The golf mechanic is pretty straightforward and definitely leans towards the simpler side. Press the A button to prepare for your shot and use the joystick to adjust the distance. The ball has a bit of momentum that allows you to gain a little more distance or change its trajectory. If you hold down the ZR button, you can take a powershot (assuming you are not in the rough or in a bunker). The power shot has even more impact, but the ZL button can be held down for a few seconds to focus the show and prevent swaying. Putting is even easier with just a single line that shoots out of the ball and can be extended to increase power. Each hole awards 1 to 4 stars, depending on how many strokes it takes to pocket your golf ball and how many strokes you need for each star rating is clearly displayed on the screen.
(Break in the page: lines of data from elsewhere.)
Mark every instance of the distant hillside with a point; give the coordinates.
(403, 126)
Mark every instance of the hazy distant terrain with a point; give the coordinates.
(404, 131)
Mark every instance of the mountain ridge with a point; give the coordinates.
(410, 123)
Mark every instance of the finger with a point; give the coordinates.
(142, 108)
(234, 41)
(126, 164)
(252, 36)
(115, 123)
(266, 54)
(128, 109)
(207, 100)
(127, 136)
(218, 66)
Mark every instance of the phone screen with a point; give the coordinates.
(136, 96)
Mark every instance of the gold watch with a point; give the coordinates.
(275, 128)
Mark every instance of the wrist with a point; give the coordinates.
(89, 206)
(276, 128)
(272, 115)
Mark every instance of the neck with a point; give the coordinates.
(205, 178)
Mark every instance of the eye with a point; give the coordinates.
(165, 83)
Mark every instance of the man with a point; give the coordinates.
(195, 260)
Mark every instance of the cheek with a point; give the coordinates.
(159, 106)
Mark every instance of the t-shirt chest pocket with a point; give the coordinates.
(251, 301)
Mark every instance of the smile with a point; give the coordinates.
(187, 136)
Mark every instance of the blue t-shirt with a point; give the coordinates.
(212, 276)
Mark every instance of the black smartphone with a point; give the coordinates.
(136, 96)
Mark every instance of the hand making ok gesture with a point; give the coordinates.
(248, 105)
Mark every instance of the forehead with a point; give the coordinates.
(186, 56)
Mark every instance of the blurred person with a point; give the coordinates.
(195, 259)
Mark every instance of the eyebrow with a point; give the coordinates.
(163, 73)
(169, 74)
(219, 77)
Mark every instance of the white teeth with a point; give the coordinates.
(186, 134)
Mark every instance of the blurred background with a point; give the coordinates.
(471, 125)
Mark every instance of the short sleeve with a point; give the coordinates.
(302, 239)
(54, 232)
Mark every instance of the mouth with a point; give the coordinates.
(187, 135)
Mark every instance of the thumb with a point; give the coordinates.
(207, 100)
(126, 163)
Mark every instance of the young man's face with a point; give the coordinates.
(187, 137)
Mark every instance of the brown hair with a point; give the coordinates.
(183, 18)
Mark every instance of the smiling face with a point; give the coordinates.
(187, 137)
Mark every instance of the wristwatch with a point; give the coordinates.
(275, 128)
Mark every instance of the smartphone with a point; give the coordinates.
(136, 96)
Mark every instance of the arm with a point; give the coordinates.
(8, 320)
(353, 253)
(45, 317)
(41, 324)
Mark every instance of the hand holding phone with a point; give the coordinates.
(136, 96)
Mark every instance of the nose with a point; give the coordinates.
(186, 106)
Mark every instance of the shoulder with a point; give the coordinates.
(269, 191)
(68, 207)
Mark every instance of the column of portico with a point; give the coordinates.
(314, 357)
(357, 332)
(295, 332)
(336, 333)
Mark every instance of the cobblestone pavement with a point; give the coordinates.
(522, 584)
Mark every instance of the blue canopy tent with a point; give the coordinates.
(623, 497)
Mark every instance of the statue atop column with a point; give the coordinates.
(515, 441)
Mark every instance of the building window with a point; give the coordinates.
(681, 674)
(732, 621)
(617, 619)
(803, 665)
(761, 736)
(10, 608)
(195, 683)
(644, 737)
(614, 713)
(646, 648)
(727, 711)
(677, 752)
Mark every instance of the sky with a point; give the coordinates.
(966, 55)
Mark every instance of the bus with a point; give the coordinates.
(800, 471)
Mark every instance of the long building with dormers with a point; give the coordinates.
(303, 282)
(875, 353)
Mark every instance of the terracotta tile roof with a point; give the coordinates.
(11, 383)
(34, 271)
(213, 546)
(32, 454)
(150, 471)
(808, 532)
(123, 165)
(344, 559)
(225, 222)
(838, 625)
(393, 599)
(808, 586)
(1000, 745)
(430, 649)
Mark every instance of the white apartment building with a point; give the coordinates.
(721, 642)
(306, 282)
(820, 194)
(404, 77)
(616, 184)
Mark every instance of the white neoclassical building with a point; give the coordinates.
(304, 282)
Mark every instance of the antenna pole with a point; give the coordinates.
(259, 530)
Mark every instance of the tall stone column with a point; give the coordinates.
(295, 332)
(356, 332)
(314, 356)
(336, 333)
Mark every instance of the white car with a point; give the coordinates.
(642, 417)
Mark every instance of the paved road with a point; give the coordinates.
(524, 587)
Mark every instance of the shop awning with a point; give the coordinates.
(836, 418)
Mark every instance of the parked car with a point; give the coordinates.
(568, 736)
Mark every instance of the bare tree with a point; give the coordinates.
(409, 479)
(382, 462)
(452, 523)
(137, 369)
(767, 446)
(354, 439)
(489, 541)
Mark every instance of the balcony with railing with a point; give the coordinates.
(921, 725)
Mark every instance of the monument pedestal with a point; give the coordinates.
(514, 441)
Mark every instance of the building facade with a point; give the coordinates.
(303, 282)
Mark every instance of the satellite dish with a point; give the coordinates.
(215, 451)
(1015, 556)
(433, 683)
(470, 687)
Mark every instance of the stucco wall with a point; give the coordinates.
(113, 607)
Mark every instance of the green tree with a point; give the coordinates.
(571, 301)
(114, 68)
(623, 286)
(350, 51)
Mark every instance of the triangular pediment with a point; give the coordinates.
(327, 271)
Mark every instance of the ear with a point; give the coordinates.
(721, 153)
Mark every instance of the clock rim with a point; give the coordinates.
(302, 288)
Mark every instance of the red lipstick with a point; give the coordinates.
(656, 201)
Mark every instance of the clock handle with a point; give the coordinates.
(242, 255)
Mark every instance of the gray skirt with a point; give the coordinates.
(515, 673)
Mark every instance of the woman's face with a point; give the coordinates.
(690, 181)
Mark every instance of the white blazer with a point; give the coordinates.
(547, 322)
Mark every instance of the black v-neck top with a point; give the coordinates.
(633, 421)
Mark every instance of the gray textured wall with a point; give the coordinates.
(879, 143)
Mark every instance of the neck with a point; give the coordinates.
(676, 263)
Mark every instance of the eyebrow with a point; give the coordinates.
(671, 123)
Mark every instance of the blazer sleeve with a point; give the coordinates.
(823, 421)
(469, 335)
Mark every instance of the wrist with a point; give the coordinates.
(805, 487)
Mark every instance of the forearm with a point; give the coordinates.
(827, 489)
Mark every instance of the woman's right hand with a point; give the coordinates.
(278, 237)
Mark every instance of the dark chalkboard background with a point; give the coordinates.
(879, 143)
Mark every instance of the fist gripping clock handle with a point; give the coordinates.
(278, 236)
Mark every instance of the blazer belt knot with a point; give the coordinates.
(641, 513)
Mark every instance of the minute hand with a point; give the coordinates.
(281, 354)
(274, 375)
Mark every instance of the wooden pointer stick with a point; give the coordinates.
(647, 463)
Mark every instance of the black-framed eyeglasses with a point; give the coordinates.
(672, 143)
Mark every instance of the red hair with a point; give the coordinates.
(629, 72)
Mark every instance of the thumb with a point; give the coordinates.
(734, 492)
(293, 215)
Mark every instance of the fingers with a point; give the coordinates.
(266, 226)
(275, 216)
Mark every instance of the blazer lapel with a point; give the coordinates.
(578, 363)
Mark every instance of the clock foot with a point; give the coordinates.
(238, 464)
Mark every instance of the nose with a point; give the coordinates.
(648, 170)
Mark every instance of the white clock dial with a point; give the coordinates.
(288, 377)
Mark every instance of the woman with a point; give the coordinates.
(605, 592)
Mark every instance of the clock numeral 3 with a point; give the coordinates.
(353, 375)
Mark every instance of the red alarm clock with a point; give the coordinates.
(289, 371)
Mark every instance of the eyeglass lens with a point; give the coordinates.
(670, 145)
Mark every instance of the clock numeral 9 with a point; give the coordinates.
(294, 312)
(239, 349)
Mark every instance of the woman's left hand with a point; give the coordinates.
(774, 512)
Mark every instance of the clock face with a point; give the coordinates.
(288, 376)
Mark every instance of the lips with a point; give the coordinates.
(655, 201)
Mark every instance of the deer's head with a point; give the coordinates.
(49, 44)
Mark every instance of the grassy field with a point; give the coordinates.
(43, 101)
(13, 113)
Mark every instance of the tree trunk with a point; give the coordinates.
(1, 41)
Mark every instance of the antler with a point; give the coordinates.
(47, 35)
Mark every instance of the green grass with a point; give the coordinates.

You have to collect a decent number of stars to advance as you cannot move on to the next area to reach a certain number of stars. Another collector’s item are “Blue Things”, which can only be described as such. These encourage you to return to previously completed holes to find a single Blue Thing hidden there and when you earn enough of it you can unlock even more content, such as:
The presentation shows that A Little Golf Journey actually comes a long way as its bright colors really pop on the Switch OLED. Holes on the overworld map come to life when you complete them as the color returns to the map, signaling your progress. A subtle but beautiful mixture of piano, guitar and harp playing in the upper world and the individual holes themselves as well as a particularly effective combination of day, night and twilight settings ensure mood and variety. The art style overall goes a long way in making A Little Golf Journey such an enjoyable way to get your golf fix on Switch.
With 400 stars to earn, dozens of Blue Things, and myriad secrets to discover, it turns out that A Little Golf Journey is actually much bigger and more content than the name suggests. I love to relax with it before bed as I need to relax after several hours of Metroid Dread sessions, and I think it might actually be my new favorite golf game on Switch that just closes Golf Story. I had a couple of technical issues where my ball got stuck and I had to restart the hole, but that didn’t happen often. If you are looking for a peaceful and zen-inducing golfing experience, there might be nothing like A Little Golf Journey. I intend to relive this trip over and over while shooting for the stars and yes, those little blue things too.